Online reputation matters for businesses in modern days. Regardless of how big a business is, customers are likely to look for them online.

This means that one of the first things that people will see are online reviews. Without a doubt, online reviews matter, and here are some stats to keep in mind.

Positive and negative reviews matter

A 2016 PowerReviews report noted that 82% of shoppers specifically look for negative reviews.

This isn’t inherently bad, though, as social commerce firm Revoo noted that customers spend five times as long on sites when they deal with negative reviews, which, in turn, results in 85% more conversions.

Customers trust reviews

According to data from BrightLocal, 91% of customers in the 8-34 age range trust online reviews as much as personal recommendations.

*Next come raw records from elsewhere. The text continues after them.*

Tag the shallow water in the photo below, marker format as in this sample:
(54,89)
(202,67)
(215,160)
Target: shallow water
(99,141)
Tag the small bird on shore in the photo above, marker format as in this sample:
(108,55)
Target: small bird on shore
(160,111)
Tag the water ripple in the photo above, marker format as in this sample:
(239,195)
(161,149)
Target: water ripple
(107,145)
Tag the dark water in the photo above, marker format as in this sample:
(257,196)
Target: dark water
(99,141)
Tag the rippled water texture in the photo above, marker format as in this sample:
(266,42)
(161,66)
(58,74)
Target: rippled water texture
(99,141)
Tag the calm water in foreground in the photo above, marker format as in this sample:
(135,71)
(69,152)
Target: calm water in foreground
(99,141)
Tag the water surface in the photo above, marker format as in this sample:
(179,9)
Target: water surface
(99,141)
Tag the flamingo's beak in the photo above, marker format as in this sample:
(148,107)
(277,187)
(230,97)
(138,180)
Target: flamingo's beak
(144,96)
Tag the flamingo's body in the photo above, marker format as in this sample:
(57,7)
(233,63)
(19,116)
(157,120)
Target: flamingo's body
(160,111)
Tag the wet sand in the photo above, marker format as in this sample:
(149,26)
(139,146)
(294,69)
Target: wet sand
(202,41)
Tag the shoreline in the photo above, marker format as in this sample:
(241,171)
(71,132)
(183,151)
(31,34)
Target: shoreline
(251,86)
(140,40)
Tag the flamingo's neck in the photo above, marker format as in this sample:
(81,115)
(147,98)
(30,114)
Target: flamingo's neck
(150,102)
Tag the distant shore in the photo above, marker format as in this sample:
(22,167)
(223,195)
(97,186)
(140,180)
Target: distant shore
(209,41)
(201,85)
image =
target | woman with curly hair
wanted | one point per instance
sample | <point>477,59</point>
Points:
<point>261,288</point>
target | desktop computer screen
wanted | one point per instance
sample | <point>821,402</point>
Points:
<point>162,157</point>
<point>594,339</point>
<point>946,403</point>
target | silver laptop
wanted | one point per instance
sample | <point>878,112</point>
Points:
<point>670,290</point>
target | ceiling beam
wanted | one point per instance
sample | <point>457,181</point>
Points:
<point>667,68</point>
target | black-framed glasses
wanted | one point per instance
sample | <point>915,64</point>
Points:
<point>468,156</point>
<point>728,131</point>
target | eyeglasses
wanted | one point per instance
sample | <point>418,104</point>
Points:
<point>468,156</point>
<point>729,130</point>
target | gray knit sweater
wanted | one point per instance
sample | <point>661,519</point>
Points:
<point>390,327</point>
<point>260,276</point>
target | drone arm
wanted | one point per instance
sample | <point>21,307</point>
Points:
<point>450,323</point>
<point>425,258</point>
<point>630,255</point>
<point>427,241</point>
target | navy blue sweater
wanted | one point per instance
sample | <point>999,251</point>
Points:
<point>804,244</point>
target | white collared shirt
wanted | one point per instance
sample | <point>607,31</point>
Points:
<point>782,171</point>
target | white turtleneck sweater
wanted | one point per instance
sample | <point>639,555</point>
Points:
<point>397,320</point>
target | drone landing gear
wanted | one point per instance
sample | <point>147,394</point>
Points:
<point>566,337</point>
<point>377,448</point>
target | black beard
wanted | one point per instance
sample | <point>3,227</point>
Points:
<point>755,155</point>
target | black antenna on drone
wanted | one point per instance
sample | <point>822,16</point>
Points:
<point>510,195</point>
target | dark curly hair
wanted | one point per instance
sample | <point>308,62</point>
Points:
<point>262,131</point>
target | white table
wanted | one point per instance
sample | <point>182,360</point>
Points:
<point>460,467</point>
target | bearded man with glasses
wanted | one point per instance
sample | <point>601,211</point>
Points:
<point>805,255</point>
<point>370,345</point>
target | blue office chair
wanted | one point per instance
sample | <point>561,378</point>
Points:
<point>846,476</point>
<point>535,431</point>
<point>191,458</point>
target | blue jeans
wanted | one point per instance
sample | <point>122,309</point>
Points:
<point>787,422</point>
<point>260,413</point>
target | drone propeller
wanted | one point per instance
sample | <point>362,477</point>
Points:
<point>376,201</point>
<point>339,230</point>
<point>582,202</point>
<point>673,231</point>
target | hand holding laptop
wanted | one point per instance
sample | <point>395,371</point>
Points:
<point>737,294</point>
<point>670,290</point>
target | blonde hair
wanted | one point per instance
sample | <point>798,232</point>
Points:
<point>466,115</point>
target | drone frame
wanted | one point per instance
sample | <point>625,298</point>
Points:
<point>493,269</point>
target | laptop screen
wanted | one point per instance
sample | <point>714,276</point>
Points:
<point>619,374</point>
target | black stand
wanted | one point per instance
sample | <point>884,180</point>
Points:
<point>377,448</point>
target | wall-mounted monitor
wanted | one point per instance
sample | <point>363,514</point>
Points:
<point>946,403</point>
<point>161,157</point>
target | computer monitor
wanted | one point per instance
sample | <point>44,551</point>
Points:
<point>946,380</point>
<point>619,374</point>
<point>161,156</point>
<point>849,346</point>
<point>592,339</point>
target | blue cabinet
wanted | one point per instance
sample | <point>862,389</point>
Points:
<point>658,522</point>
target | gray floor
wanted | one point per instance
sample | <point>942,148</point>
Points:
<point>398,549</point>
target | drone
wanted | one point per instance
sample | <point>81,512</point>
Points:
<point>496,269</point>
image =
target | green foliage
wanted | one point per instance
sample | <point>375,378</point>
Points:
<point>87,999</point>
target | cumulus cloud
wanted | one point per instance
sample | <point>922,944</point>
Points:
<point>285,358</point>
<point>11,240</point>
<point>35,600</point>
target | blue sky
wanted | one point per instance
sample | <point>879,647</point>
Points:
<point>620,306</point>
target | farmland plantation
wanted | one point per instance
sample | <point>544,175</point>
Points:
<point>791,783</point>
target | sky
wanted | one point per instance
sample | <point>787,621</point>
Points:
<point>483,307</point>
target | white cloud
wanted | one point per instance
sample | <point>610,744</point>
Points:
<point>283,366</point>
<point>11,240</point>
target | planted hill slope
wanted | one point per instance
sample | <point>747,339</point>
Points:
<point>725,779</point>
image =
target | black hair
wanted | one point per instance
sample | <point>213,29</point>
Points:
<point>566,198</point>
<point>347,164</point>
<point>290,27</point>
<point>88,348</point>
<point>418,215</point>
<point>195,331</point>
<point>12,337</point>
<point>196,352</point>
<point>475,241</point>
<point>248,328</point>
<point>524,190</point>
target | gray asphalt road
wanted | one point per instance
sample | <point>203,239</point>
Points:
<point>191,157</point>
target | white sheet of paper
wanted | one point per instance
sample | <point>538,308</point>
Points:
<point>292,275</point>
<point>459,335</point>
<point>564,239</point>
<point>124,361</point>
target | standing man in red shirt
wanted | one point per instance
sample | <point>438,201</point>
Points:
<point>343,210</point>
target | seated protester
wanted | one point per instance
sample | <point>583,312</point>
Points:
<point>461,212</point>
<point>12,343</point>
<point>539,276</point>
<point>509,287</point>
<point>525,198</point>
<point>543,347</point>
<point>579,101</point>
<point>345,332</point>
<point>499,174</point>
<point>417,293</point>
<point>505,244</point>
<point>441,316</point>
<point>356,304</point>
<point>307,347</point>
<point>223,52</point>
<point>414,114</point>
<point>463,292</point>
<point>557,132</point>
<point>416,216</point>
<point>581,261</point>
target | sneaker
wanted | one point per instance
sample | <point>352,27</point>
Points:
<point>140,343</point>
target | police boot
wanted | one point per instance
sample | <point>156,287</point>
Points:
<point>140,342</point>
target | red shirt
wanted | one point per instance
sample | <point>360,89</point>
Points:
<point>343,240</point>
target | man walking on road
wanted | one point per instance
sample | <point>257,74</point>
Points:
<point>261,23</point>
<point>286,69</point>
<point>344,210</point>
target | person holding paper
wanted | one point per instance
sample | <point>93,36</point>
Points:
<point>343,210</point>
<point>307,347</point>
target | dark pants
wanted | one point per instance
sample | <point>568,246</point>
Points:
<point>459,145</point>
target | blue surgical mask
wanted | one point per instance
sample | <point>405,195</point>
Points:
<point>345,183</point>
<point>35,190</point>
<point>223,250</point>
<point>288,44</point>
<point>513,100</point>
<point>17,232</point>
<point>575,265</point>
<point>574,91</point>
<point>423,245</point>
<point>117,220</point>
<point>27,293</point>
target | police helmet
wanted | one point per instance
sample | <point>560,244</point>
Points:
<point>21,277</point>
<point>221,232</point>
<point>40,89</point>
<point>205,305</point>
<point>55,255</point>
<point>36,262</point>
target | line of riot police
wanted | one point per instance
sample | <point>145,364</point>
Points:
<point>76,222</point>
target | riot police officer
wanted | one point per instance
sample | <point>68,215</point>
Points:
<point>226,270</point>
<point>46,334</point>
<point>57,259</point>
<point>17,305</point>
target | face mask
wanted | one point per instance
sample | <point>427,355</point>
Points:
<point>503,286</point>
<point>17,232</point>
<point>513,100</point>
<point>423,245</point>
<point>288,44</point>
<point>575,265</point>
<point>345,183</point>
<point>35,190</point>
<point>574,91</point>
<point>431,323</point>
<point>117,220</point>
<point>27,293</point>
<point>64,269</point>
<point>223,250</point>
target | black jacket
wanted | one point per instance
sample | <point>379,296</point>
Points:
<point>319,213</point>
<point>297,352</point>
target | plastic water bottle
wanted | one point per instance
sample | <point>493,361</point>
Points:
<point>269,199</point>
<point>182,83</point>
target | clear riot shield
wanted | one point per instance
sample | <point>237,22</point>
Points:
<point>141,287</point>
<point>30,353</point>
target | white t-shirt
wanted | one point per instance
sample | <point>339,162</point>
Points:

This isn’t as straightforward as it seems, though, as their data sys that only 39% of that demographic automatically trust online reviews. 24% say they only trust reviews after verification, and 20% said that they’ll only trust a review backed up by other reviews.

More is better

The same research from BrightLocal noted that, on average, customers need at least 40 online reviews before trusting an average.

Back in 2017, the average only required 34 reviews, suggesting that people expect more when it comes to the veracity of a King Kong agency review and other reviews.

This means that a few bad reviews won’t dissuade people as long as the average score holds up.

Reviews have a clear effect on business revenue

A study from Harvard Business Review noted that, for every star that their score goes up on Yelp, a business sees their revenue go up by 5-9%.

Additionally, ratings didn’t hit chain restaurants as much as it did independent restaurants. Customers also respond to ratings better when they have more reviews.